An additional point to note on the Book of Dao is the manner in which it came to be read differently once an empire had been reestablished.  The original political advice is disregarded and instead the emphasis is entirely on its metaphysical and mystical aspects.  In this way it resembles Plato's Republic, which was definitely expressing an idealistic program for political reform and yet in the days of the Roman Empire was interpreted stricly as an allegory for the development of the soul.

The somewhat anti-intellectual outlook of the Daoists came to influence one major movement in Buddhism.  This was the tradition that stressed the notion of meditation (dhyana, pronounced as chan in China and later as zen in Japan) as a systematic effort to empty the mind to recover an underlying state of awareness.  A key Daoist notion, the importance of wu-wei (non-action, or no action against nature), also came to permeate a martial arts tradition first associated with the Shaolin Temple, built in the fifth century for the monk Bodhidharma.

In thinking about religion in China and Japan, we need to avoid the familiar Western image of belonging to just a single church or temple.

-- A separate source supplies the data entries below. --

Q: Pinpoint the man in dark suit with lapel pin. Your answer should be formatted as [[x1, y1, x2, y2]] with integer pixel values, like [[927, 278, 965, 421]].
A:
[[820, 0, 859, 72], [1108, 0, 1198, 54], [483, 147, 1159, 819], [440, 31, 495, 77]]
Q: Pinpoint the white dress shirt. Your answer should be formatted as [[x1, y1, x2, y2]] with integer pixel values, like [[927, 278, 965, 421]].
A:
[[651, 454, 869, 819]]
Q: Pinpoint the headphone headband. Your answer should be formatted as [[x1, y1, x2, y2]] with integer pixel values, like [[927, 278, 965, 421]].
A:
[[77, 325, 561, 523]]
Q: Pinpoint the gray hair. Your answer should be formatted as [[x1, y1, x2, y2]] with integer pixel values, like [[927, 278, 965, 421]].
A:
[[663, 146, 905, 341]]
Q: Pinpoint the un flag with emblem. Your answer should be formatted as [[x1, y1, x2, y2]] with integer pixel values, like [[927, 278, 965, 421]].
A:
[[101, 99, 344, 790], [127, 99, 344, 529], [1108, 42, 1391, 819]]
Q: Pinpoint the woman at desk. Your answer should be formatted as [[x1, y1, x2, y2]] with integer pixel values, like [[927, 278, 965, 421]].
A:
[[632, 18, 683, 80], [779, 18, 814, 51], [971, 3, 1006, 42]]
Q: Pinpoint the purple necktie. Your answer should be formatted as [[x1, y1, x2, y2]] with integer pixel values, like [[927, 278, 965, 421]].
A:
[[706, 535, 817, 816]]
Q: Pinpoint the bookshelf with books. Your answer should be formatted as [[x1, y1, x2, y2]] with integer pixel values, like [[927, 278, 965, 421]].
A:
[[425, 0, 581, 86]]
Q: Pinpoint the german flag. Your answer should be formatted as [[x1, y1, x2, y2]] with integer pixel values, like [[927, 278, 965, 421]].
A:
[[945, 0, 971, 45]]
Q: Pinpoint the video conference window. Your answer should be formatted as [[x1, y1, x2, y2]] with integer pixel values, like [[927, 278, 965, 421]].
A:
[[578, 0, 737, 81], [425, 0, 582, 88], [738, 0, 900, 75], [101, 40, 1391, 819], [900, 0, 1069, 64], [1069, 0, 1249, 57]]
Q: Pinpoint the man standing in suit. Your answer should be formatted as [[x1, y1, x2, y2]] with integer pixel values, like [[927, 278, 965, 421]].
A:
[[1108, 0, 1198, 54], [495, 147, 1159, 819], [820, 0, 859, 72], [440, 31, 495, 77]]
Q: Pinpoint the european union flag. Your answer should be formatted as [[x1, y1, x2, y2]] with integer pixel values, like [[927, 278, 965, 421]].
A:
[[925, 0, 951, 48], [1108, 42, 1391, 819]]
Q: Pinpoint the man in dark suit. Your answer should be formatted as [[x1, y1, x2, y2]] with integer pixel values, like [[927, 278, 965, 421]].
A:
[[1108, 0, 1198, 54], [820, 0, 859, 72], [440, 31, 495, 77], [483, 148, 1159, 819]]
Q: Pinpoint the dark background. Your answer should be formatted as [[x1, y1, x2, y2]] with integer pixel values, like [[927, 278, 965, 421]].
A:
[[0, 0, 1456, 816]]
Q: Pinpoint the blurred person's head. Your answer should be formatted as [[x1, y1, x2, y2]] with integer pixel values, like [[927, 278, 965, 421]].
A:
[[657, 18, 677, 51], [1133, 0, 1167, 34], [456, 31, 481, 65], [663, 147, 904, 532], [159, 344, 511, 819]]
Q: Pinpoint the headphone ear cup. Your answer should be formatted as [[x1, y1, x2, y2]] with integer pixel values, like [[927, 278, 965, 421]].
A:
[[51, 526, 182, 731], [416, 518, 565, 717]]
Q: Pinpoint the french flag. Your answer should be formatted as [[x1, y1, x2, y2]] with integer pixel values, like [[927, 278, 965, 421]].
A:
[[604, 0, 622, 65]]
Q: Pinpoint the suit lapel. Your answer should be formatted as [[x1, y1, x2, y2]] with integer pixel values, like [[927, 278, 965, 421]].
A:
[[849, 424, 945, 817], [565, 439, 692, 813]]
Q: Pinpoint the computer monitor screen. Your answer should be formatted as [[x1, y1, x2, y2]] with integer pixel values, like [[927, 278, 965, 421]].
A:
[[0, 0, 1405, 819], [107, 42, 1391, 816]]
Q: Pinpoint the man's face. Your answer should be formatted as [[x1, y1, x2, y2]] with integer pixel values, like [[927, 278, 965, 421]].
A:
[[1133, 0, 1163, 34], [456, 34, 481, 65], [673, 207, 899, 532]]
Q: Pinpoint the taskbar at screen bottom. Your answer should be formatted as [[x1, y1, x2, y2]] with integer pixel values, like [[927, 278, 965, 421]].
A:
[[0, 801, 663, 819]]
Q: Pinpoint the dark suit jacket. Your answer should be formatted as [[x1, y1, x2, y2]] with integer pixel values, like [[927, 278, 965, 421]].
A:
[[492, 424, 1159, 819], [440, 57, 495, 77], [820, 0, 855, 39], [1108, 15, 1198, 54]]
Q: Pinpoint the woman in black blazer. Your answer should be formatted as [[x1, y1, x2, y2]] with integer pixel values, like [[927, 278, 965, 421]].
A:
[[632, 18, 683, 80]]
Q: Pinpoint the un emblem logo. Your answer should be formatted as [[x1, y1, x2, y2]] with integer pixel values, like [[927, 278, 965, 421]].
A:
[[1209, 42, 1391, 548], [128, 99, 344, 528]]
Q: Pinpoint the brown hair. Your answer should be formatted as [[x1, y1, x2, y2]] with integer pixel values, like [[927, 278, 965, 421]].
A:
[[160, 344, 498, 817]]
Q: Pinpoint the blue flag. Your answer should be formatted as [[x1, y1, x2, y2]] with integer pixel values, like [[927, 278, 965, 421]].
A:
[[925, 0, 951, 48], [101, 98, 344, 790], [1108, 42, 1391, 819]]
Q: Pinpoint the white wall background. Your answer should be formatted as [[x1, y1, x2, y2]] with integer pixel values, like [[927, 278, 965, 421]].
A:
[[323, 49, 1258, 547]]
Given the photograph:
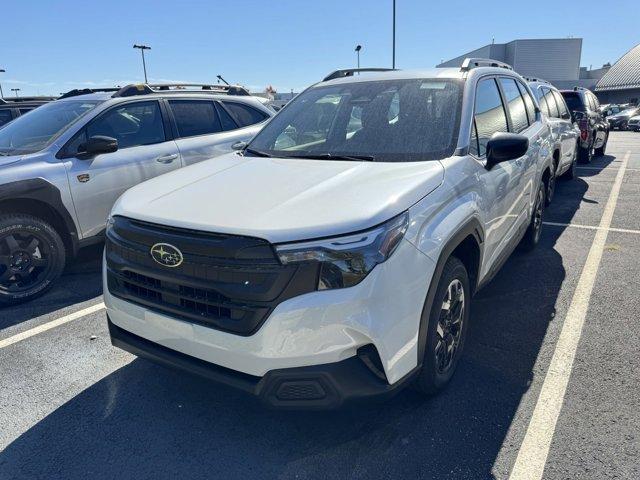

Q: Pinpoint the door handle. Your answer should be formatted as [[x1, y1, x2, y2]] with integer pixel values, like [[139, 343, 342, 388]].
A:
[[156, 153, 178, 163]]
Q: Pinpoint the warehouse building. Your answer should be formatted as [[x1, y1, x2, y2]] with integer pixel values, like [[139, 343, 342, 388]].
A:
[[595, 44, 640, 104], [437, 38, 609, 89]]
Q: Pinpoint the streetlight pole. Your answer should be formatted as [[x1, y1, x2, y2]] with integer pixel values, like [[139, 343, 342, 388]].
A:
[[391, 0, 396, 69], [133, 45, 151, 83]]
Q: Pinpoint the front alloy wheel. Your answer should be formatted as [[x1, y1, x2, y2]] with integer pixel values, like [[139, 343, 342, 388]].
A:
[[434, 278, 465, 375], [0, 215, 65, 305]]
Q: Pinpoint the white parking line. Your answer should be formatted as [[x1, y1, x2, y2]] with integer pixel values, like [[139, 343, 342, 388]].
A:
[[509, 151, 631, 480], [542, 222, 640, 235], [0, 302, 105, 349]]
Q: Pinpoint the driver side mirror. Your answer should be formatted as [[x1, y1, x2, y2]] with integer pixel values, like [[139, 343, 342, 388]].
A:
[[78, 135, 118, 156], [486, 132, 529, 170]]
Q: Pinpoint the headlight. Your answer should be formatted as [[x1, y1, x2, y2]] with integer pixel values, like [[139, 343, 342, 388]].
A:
[[276, 212, 409, 290]]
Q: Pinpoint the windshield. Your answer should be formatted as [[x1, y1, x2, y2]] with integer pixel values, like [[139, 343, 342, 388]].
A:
[[560, 92, 584, 112], [245, 79, 462, 162], [0, 100, 101, 155]]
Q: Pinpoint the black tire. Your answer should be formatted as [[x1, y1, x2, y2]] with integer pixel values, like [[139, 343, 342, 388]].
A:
[[415, 257, 471, 395], [560, 145, 578, 180], [518, 182, 547, 252], [544, 167, 557, 207], [595, 132, 609, 157], [0, 214, 66, 307], [578, 145, 593, 163]]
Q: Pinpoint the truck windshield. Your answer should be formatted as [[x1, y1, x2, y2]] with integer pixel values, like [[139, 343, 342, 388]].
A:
[[0, 100, 101, 155], [245, 79, 463, 162]]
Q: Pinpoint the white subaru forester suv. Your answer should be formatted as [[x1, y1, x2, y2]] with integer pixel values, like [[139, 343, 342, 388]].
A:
[[104, 59, 551, 408]]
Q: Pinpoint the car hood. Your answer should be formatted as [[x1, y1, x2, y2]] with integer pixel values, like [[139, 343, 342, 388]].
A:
[[112, 153, 444, 243], [0, 155, 22, 168]]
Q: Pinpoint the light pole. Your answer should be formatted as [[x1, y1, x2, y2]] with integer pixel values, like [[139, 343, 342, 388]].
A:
[[356, 45, 362, 70], [391, 0, 396, 69], [133, 45, 151, 83]]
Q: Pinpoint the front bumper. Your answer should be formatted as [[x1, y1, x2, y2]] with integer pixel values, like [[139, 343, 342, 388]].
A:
[[107, 315, 415, 409]]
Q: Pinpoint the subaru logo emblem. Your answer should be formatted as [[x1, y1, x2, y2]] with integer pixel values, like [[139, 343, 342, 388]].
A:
[[149, 243, 184, 268]]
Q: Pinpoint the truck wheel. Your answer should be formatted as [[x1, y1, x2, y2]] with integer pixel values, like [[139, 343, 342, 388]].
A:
[[415, 257, 471, 395], [595, 133, 609, 157], [578, 145, 593, 163], [519, 182, 546, 251], [0, 214, 66, 306]]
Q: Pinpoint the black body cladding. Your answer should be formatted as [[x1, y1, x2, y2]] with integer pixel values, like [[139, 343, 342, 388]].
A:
[[106, 216, 318, 336]]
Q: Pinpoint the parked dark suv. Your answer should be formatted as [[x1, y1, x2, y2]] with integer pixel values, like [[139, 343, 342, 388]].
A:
[[0, 97, 56, 127], [560, 87, 609, 163]]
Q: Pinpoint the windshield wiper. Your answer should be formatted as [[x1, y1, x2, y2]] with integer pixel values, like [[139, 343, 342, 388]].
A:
[[287, 153, 375, 162], [242, 148, 273, 157]]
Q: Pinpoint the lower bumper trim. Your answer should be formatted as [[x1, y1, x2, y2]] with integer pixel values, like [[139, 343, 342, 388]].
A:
[[107, 315, 413, 409]]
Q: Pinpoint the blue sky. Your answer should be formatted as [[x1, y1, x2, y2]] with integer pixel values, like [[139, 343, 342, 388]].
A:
[[0, 0, 640, 95]]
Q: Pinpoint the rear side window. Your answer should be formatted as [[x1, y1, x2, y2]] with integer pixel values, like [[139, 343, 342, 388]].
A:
[[0, 109, 12, 127], [222, 102, 267, 127], [216, 103, 238, 130], [86, 102, 165, 148], [169, 100, 222, 138], [516, 82, 536, 125], [552, 90, 569, 118], [500, 78, 529, 133], [471, 78, 508, 156]]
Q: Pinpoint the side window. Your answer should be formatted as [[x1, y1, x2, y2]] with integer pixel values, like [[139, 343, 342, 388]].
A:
[[516, 82, 536, 125], [552, 90, 569, 118], [222, 102, 267, 127], [216, 103, 238, 130], [169, 100, 222, 138], [474, 78, 508, 156], [500, 77, 529, 133], [86, 102, 165, 148], [0, 109, 12, 126]]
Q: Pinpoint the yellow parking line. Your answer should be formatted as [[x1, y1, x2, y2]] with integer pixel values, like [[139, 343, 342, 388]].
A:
[[0, 302, 105, 349]]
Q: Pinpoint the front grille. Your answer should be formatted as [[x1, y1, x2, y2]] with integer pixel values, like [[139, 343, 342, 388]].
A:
[[106, 217, 317, 335]]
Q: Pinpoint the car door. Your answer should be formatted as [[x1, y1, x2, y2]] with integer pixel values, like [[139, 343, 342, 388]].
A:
[[63, 100, 180, 237], [551, 90, 580, 171], [470, 77, 524, 275]]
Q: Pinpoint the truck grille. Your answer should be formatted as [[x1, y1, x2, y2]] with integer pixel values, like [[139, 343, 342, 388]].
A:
[[106, 216, 318, 335]]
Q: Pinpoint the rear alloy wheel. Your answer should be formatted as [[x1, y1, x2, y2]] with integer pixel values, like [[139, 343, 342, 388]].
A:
[[0, 215, 65, 306], [578, 145, 593, 163], [415, 257, 471, 395]]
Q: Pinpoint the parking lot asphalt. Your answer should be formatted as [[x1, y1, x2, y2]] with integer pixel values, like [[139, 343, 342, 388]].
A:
[[0, 132, 640, 480]]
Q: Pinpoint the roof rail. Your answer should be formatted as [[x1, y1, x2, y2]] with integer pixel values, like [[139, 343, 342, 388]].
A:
[[148, 83, 251, 96], [460, 58, 513, 72], [322, 68, 396, 82], [524, 77, 551, 85], [59, 87, 118, 98]]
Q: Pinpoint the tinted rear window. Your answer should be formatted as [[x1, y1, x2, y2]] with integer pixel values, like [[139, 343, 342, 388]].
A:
[[223, 102, 267, 127], [561, 92, 584, 112], [169, 100, 222, 138]]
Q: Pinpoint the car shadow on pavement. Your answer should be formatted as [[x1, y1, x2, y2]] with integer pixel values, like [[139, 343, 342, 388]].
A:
[[0, 243, 104, 330], [0, 179, 587, 479]]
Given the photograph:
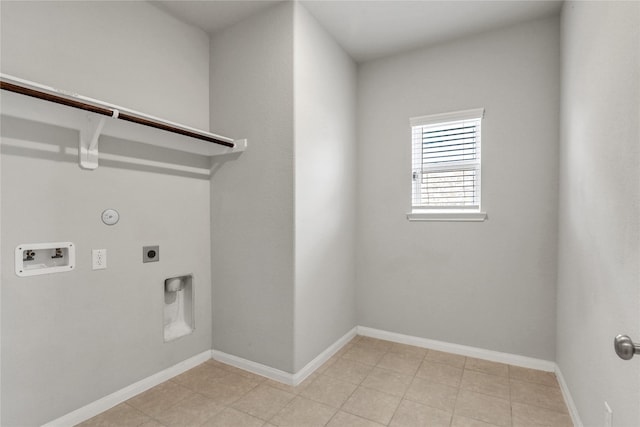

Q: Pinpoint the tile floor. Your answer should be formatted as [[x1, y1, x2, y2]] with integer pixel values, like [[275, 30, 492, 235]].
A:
[[80, 336, 573, 427]]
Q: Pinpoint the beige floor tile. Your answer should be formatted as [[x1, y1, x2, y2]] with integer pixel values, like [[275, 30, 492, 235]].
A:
[[404, 378, 458, 412], [269, 396, 336, 427], [156, 394, 224, 427], [389, 343, 427, 357], [510, 380, 568, 413], [460, 369, 509, 400], [425, 350, 467, 368], [464, 357, 509, 377], [202, 408, 264, 427], [342, 387, 400, 425], [77, 403, 157, 427], [451, 415, 496, 427], [342, 344, 386, 365], [222, 364, 267, 383], [300, 375, 358, 408], [196, 373, 257, 405], [323, 359, 373, 384], [327, 411, 383, 427], [362, 367, 413, 397], [389, 400, 451, 427], [511, 402, 573, 427], [509, 365, 560, 387], [262, 372, 318, 394], [232, 383, 295, 421], [416, 359, 463, 387], [171, 361, 229, 388], [313, 353, 344, 374], [454, 389, 511, 427], [127, 381, 194, 417], [357, 336, 393, 351], [377, 353, 422, 376]]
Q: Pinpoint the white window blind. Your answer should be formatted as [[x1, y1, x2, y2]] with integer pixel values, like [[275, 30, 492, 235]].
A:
[[411, 109, 484, 212]]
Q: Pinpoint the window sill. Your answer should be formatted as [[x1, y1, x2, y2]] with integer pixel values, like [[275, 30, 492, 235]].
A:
[[407, 211, 487, 222]]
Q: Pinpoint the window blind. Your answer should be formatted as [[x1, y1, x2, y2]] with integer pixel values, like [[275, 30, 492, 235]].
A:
[[411, 109, 483, 211]]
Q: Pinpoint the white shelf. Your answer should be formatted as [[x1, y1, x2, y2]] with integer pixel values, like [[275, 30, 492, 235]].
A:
[[0, 74, 247, 169]]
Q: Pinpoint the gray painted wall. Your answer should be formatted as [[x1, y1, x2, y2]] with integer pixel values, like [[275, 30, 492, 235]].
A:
[[294, 4, 356, 371], [211, 2, 294, 372], [1, 2, 211, 426], [356, 17, 560, 360], [557, 2, 640, 427]]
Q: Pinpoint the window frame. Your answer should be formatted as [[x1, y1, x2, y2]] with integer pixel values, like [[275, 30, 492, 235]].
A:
[[407, 108, 487, 221]]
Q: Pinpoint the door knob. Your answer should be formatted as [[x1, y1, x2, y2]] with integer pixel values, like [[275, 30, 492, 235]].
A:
[[613, 335, 640, 360]]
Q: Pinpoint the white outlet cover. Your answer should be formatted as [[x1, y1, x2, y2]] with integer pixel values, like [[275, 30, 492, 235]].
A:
[[91, 249, 107, 270]]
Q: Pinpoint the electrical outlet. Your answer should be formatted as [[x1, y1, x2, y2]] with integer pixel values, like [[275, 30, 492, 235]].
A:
[[91, 249, 107, 270], [604, 402, 613, 427]]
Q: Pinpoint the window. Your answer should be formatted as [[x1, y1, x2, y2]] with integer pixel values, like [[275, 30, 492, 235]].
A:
[[408, 108, 486, 221]]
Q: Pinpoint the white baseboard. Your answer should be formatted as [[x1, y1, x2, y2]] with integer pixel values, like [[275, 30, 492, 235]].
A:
[[211, 328, 357, 385], [43, 326, 583, 427], [293, 326, 358, 385], [555, 364, 583, 427], [358, 326, 556, 372], [43, 350, 211, 427]]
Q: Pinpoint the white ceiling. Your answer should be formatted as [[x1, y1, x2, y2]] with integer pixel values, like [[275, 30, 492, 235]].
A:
[[150, 0, 282, 34], [153, 0, 562, 62]]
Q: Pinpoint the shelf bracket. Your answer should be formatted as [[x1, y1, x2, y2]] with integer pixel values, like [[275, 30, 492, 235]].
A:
[[78, 114, 107, 170]]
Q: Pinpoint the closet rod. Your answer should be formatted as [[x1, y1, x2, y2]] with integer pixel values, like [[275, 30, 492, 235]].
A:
[[0, 80, 235, 148]]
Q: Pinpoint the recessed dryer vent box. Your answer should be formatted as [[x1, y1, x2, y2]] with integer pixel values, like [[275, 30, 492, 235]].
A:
[[16, 242, 76, 277]]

In Japan, for instance, an individual might go to a Shinto temple for a traditional wedding (although it is becoming increasingly fashionable to be married in a Christian ceremony), seek out Buddhist priests for a funeral and at home maintain a Confucian altar.  This "cafeteria religiousness" points out that in Asia, including India, religion is less a matter of what is believed than what is done.  Specific beliefs or dogmas might be argued by the religious specialists--monks, for instance--but for the most part they are not how we would define membership in any one tradition.  It is for this reason that many Asians might also go to Christian services without thinking they need to stop involvement in any non-Christian patterns.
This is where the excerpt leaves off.